Getty Images has ditched its Rights-Managed image licensing system in favour of a Royalty-Free licence, good news for Getty customers but not so much for contributing photographers.
The Rights-Managed image licensing system was one of the few perks of being a Getty contributor. It provided photographer some degree of control over how much an image could potentially earn them.
Getty’s longstanding Rights-Managed licence set parameters related to geographic or time-based limitations, exclusivity, number of uses and the specifications, and so on. This allowed photographers to earn a larger fee for certain images. For instance, a high-end studio advertising image could be licensed to an agency with exclusive and perpetual licensing rights, would pay out far more than an ordinary stock photo.
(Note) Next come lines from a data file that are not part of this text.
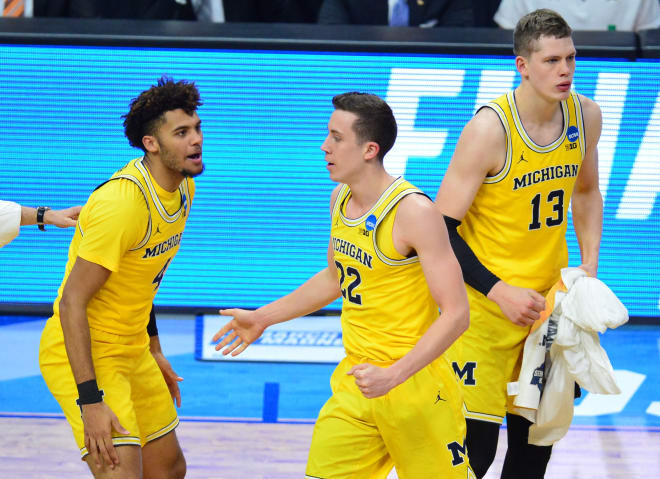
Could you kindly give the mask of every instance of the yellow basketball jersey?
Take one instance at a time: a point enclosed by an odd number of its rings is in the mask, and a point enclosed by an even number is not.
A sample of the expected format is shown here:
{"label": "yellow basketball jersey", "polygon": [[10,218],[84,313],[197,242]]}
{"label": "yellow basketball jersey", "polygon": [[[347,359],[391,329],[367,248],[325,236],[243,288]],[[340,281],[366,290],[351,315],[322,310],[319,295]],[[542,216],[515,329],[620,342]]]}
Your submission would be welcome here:
{"label": "yellow basketball jersey", "polygon": [[506,131],[506,161],[485,179],[458,231],[499,278],[545,291],[568,265],[567,212],[585,152],[580,101],[571,92],[561,102],[562,132],[545,146],[525,132],[513,92],[487,107]]}
{"label": "yellow basketball jersey", "polygon": [[410,351],[438,317],[417,256],[397,253],[392,228],[399,201],[419,189],[398,178],[363,216],[347,218],[343,185],[332,212],[332,247],[343,305],[346,354],[376,361]]}
{"label": "yellow basketball jersey", "polygon": [[110,277],[87,305],[90,327],[118,335],[143,333],[167,267],[179,249],[195,184],[186,178],[168,192],[139,158],[89,197],[71,240],[53,318],[76,258],[99,264]]}

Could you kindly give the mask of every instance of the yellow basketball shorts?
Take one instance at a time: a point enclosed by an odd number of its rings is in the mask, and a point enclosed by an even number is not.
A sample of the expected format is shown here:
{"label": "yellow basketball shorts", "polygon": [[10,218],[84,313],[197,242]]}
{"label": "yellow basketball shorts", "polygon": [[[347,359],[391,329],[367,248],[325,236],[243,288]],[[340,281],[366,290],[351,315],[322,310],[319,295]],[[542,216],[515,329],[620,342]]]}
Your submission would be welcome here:
{"label": "yellow basketball shorts", "polygon": [[[112,432],[115,446],[144,446],[172,431],[178,424],[174,402],[165,379],[149,351],[149,337],[119,336],[90,329],[96,381],[105,403],[131,434]],[[78,389],[64,347],[58,317],[46,322],[39,346],[39,366],[46,385],[66,416],[81,457],[85,447]]]}
{"label": "yellow basketball shorts", "polygon": [[517,381],[529,327],[513,324],[499,306],[467,286],[470,327],[446,353],[465,399],[465,417],[501,424],[513,398],[507,383]]}
{"label": "yellow basketball shorts", "polygon": [[367,399],[346,374],[360,362],[344,358],[332,374],[333,394],[316,421],[305,477],[386,478],[393,466],[400,479],[474,477],[463,399],[449,363],[439,358]]}

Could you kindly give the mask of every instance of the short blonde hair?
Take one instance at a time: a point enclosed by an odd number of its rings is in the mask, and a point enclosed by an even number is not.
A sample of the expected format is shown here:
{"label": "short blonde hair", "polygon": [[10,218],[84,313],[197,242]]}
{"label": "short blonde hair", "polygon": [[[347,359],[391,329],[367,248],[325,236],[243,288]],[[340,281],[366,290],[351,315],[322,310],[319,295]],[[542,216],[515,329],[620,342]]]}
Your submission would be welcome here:
{"label": "short blonde hair", "polygon": [[536,42],[542,36],[566,38],[573,33],[566,20],[554,10],[540,8],[528,13],[516,24],[513,31],[513,53],[528,57],[536,51]]}

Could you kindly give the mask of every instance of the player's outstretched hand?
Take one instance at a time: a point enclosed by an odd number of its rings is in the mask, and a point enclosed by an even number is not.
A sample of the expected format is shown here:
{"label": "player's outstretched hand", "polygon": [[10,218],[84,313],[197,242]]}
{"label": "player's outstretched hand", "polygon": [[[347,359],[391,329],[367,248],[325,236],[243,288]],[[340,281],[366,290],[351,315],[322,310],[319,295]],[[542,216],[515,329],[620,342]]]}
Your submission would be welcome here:
{"label": "player's outstretched hand", "polygon": [[541,317],[545,309],[543,295],[529,288],[518,288],[498,281],[488,293],[488,298],[495,301],[504,315],[513,324],[530,326]]}
{"label": "player's outstretched hand", "polygon": [[55,225],[58,228],[76,226],[81,209],[82,206],[72,206],[64,210],[48,210],[44,213],[44,222],[49,225]]}
{"label": "player's outstretched hand", "polygon": [[176,402],[176,407],[181,407],[181,390],[179,389],[179,383],[183,381],[183,378],[174,372],[172,365],[162,352],[152,351],[151,355],[156,360],[160,372],[163,373],[163,378],[165,378],[165,383],[170,390],[172,399]]}
{"label": "player's outstretched hand", "polygon": [[96,467],[107,464],[114,469],[119,464],[119,456],[112,444],[112,430],[129,435],[119,424],[119,419],[103,401],[82,406],[82,421],[85,434],[85,447],[92,456]]}
{"label": "player's outstretched hand", "polygon": [[[226,337],[215,346],[216,351],[222,351],[223,355],[231,353],[232,356],[238,356],[245,348],[256,341],[264,332],[266,327],[259,322],[255,311],[245,309],[221,309],[220,314],[231,316],[232,320],[225,324],[220,331],[215,333],[213,341],[218,341]],[[225,347],[226,346],[226,347]]]}
{"label": "player's outstretched hand", "polygon": [[389,368],[381,368],[369,363],[357,364],[346,374],[355,378],[355,384],[368,399],[383,396],[396,386]]}

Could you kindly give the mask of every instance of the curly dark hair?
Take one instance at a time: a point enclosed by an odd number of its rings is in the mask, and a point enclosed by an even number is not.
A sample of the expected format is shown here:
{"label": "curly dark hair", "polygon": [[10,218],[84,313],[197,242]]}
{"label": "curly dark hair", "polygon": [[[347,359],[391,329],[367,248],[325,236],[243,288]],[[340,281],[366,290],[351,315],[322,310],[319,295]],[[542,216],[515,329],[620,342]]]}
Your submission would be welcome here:
{"label": "curly dark hair", "polygon": [[528,13],[516,24],[513,31],[513,53],[528,57],[536,51],[536,42],[542,36],[566,38],[573,31],[566,20],[554,10],[540,8]]}
{"label": "curly dark hair", "polygon": [[332,104],[337,110],[357,115],[353,131],[358,141],[378,143],[378,159],[382,162],[396,140],[396,120],[390,106],[379,96],[355,91],[335,96]]}
{"label": "curly dark hair", "polygon": [[192,115],[200,105],[202,101],[194,82],[175,82],[162,76],[156,85],[131,100],[128,113],[122,115],[124,134],[131,146],[146,151],[142,137],[156,132],[165,121],[166,112],[180,108]]}

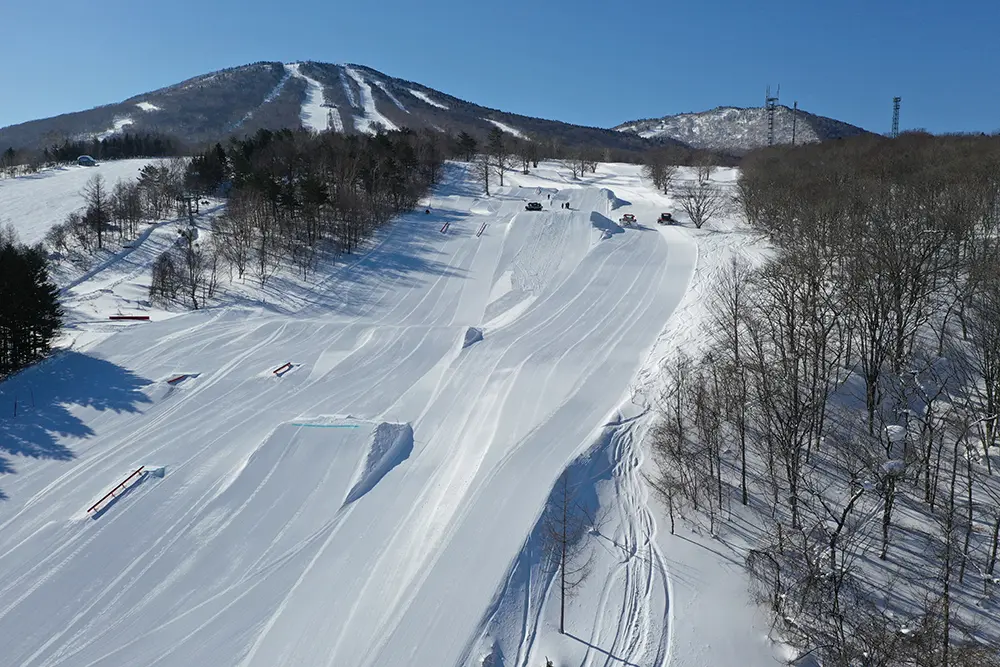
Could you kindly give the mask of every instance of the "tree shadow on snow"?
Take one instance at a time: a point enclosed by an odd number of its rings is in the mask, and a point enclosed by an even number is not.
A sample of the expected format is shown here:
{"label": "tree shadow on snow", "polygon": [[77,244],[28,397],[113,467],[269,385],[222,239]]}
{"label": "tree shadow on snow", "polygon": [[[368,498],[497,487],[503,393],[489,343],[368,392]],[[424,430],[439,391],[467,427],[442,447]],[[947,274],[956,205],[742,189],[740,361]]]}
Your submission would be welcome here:
{"label": "tree shadow on snow", "polygon": [[[104,359],[63,352],[0,383],[0,474],[16,472],[12,456],[69,461],[66,438],[86,438],[91,428],[74,407],[139,412],[150,399],[149,380]],[[17,413],[15,416],[15,403]],[[0,500],[6,496],[0,492]]]}

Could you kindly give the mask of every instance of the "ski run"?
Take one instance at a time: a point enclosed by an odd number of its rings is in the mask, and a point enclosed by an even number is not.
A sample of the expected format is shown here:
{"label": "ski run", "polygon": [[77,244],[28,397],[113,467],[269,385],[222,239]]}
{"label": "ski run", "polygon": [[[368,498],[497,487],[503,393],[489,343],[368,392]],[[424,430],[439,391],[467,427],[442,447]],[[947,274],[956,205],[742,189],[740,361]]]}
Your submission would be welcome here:
{"label": "ski run", "polygon": [[[0,181],[0,216],[38,241],[92,173],[143,164]],[[778,664],[738,558],[669,535],[642,475],[658,369],[756,248],[729,220],[655,224],[677,209],[635,165],[508,179],[485,197],[449,163],[359,255],[199,311],[145,296],[186,221],[57,272],[62,348],[0,384],[0,663]],[[601,520],[560,634],[564,475]]]}

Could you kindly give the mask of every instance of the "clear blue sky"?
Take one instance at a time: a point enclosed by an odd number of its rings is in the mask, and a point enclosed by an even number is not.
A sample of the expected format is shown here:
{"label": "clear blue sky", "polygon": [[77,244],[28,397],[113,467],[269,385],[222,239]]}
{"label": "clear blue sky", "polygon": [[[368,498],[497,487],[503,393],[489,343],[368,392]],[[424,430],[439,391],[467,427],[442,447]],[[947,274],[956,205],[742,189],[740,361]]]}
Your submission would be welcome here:
{"label": "clear blue sky", "polygon": [[0,126],[258,60],[354,62],[609,127],[781,102],[886,132],[1000,129],[998,0],[0,0]]}

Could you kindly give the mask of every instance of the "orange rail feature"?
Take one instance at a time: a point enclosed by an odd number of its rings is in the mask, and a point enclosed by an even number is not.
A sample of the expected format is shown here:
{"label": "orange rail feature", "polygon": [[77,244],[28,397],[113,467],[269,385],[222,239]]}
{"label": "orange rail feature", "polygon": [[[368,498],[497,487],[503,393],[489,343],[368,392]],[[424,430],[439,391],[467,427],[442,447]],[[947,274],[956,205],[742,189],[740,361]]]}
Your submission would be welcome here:
{"label": "orange rail feature", "polygon": [[484,222],[483,226],[479,228],[478,232],[476,232],[476,236],[482,236],[483,232],[485,232],[485,231],[486,231],[486,223]]}
{"label": "orange rail feature", "polygon": [[93,512],[93,511],[94,511],[95,509],[97,509],[97,507],[99,507],[99,506],[100,506],[100,505],[101,505],[101,504],[102,504],[102,503],[103,503],[103,502],[104,502],[105,500],[107,500],[108,498],[114,498],[114,497],[115,497],[115,493],[117,493],[118,491],[124,491],[124,490],[125,490],[125,489],[126,489],[126,488],[128,487],[128,485],[129,485],[129,484],[130,484],[130,483],[131,483],[131,482],[132,482],[132,481],[133,481],[133,480],[134,480],[134,479],[135,479],[136,477],[138,477],[139,475],[141,475],[141,474],[142,474],[142,471],[143,471],[143,469],[144,469],[145,467],[146,467],[146,466],[139,466],[139,468],[138,468],[138,469],[136,469],[136,471],[135,471],[135,472],[133,472],[133,473],[132,473],[131,475],[129,475],[128,477],[126,477],[126,478],[125,478],[125,479],[124,479],[124,480],[122,481],[122,483],[121,483],[121,484],[119,484],[119,485],[118,485],[118,486],[116,486],[115,488],[113,488],[113,489],[111,489],[110,491],[108,491],[107,493],[105,493],[105,494],[104,494],[104,496],[103,496],[103,497],[102,497],[102,498],[101,498],[100,500],[98,500],[98,501],[97,501],[96,503],[94,503],[93,505],[91,505],[91,506],[90,506],[90,509],[88,509],[88,510],[87,510],[87,513],[89,514],[90,512]]}
{"label": "orange rail feature", "polygon": [[109,315],[109,320],[148,320],[149,315]]}
{"label": "orange rail feature", "polygon": [[186,377],[187,375],[178,375],[177,377],[170,378],[169,380],[167,380],[167,384],[177,384]]}
{"label": "orange rail feature", "polygon": [[441,233],[442,234],[445,233],[446,231],[448,231],[448,225],[450,225],[450,224],[451,224],[450,222],[444,223],[444,226],[441,227]]}
{"label": "orange rail feature", "polygon": [[291,368],[292,368],[292,362],[288,362],[287,364],[285,364],[283,366],[279,366],[278,368],[275,368],[271,372],[274,373],[275,375],[281,375],[285,371],[291,370]]}

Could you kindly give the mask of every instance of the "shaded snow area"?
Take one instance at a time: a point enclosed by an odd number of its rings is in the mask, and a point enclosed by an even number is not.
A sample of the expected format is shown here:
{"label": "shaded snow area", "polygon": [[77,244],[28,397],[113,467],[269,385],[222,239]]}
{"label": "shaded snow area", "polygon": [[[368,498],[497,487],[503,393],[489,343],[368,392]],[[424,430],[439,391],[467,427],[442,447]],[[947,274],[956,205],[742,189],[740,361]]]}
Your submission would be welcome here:
{"label": "shaded snow area", "polygon": [[136,102],[136,106],[143,111],[162,111],[162,109],[152,102]]}
{"label": "shaded snow area", "polygon": [[364,116],[355,116],[358,131],[375,134],[375,128],[372,127],[374,123],[379,123],[389,131],[398,130],[399,128],[391,120],[379,113],[378,108],[375,106],[375,98],[372,96],[372,87],[365,81],[361,72],[351,67],[345,67],[344,71],[347,72],[349,77],[354,79],[361,90],[361,108],[364,110]]}
{"label": "shaded snow area", "polygon": [[313,132],[325,132],[332,127],[336,132],[344,131],[344,123],[340,119],[340,110],[333,105],[324,104],[323,86],[300,71],[300,63],[285,65],[285,71],[291,76],[306,82],[306,99],[302,103],[302,127]]}
{"label": "shaded snow area", "polygon": [[[24,181],[19,224],[77,173]],[[3,662],[773,664],[738,559],[667,535],[642,476],[659,366],[749,236],[656,226],[672,202],[633,165],[509,178],[483,197],[450,163],[350,261],[223,275],[198,311],[143,296],[182,220],[57,270],[73,344],[0,384]],[[567,488],[590,576],[560,634]]]}
{"label": "shaded snow area", "polygon": [[114,160],[96,167],[71,165],[0,179],[0,227],[12,224],[23,243],[38,243],[53,225],[84,208],[81,192],[95,174],[104,177],[110,190],[119,180],[138,177],[151,162],[154,160]]}
{"label": "shaded snow area", "polygon": [[432,107],[437,107],[438,109],[448,108],[445,105],[441,104],[440,102],[435,102],[433,99],[431,99],[430,95],[428,95],[427,93],[421,92],[419,90],[414,90],[413,88],[410,88],[409,90],[410,90],[410,95],[413,95],[418,100],[427,102],[427,104],[431,105]]}
{"label": "shaded snow area", "polygon": [[496,125],[497,127],[499,127],[501,130],[503,130],[507,134],[512,134],[515,137],[517,137],[518,139],[527,139],[528,138],[528,135],[526,135],[524,132],[521,132],[521,130],[518,130],[517,128],[511,127],[510,125],[504,125],[503,123],[501,123],[498,120],[493,120],[492,118],[484,118],[483,120],[485,120],[487,123],[493,123],[494,125]]}

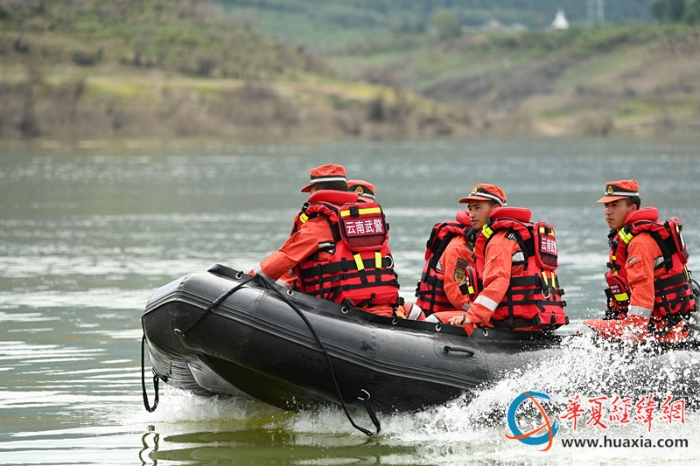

The Royalty-Free licence – the microstock industry standard – provides a non-exclusive, unlimited and multiple use grant for an image. In other words, once the customer pays up they can use the image in as many ways as they please. The license is much cheaper because the image is not exclusive, and remains available to other customers.
This arrangement obviously benefits Getty, as they can maximise the number of times an image is licensed, and customers, who will pay less per image.
Getty made the announcement in an e-mail to contributors, informing them that Rights-Managed images will no longer be accepted, and from January 2020 all Rights-Managed images will be removed from the platform. Unless re-submitted under the Royalty Free licence.
‘Over the years, customers’ needs have changed. Complicated licensing models create friction and customers demand simplicity—they want the most simple and most flexible access to relevant, authentic imagery,’ wrote Paul Banwell, senior director of Getty Images Contributor Relations.’
‘Royalty‑free imagery is now the preferred and dominant licensing model for our customers due to the simplicity, value and quality available. Licensing complexity has only led customers to other content, and in many cases, another provider as the broader industry is now essentially an RF‑only model.’
Getty has made this decision after ‘extensive customer research’.
‘We have confidently concluded that the RM creative image licensing model no longer meets our customers’ needs, especially given the flexibility demanded by digital marketing and the increasing reuse of imagery, and it actually reduces our overall competitiveness’.
As observed by other photo media, the e-mail expresses a multitude of benefits to Getty’s future growth and its customers, while failing to highlight anything worthwhile for photographers besides:
‘This will benefit customers and provide an opportunity to grow overall licensing volume and revenue for both Getty Images and our contributors.’